My main development environment is a VirtualBox VM running Arch Linux on top of a Windows 10 host. While I could work directly on the console, I like to have multiple windows up - one that has vim running and one that I use for things like running hugo server.

So, I start the VM headless and connect to it with one or more PuTTY sessions. Yes - I could use XWin remotely, but that is just something else to start and I don’t really want the graphics. Yes, I could use screen. But that seems a little too 80s - even for me. So, multiple PuTTY seesions into a headless VM is a compromise that works for me. Your mileage may vary.

So, with that settled, the routine becomes clear - open the VBox GUI, start the VM, wait, Start PuTTY. Bleeh. There has to be a better way. So, connect-vm was born.

Oracle provides a CLI - VBoxManage. With VBoxMange you create, remove, reconfigure, stop, start, etc VMs.

Simple then; two lines -

VBoxManage startvm $vmid --type headless
PuTTY user@ip

Except this fails. VBoxManage returns when the VM starts running not when the guest OS is finished booting. PuTTY will timeout before the OS is ready to talk.

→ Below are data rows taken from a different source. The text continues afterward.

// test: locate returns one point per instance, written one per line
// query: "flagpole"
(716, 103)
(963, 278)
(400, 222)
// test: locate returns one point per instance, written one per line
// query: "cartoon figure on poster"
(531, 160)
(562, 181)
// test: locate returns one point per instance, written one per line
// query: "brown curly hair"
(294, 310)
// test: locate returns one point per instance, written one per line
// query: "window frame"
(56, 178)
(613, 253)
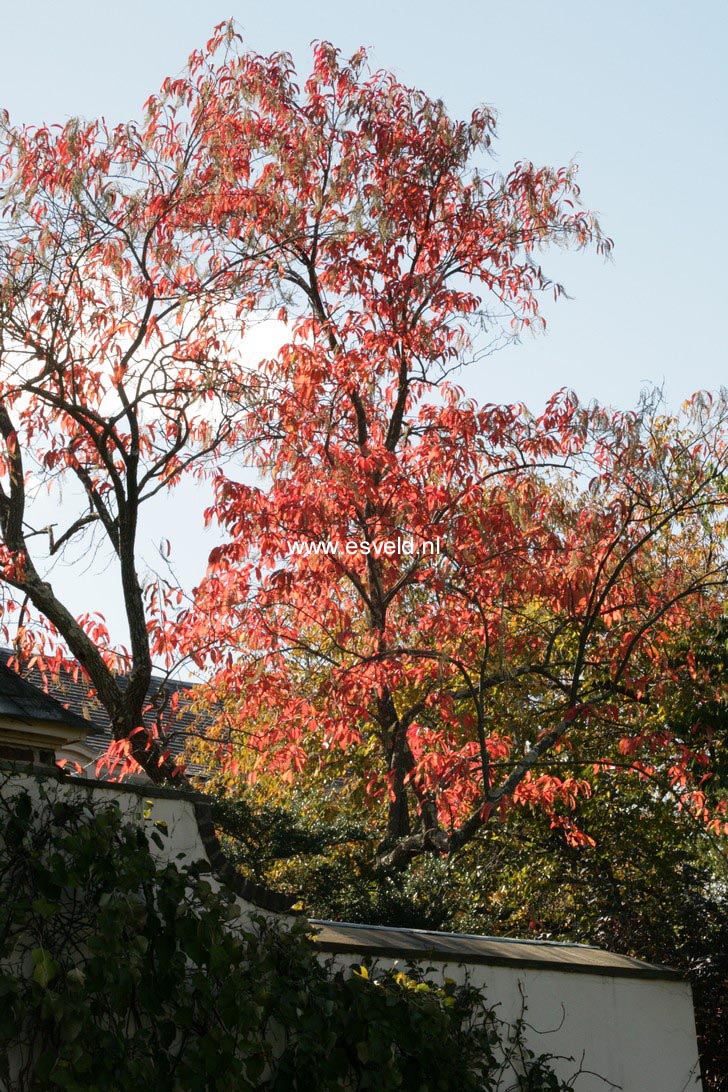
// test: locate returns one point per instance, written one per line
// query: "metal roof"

So how can we tell if it is finished booting? One posibility is to do a ping. This isn’t technically correct, but it will do the trick.

But that brings us to the question of that IP address. Is there a way to discover that - rather than hardcoding it?

There is, but it comes with some caveats. You must have the guest utilities installed on the guest OS and it will only work if you are using a Bridged Network on the VM.

> VBoxManage guestproperty get $vmid "/VirtualBox/GuestInfo/Net/0/V4/IP"

This reaches into the VM and requests ifnormation for the guest modules that are running. SO, if the Guest OS is not ready, you will get the following string instead.

No value set!

So, this is that mythical stone that kills two birds - we can tell if the OS is up and runing and we can get the IP address.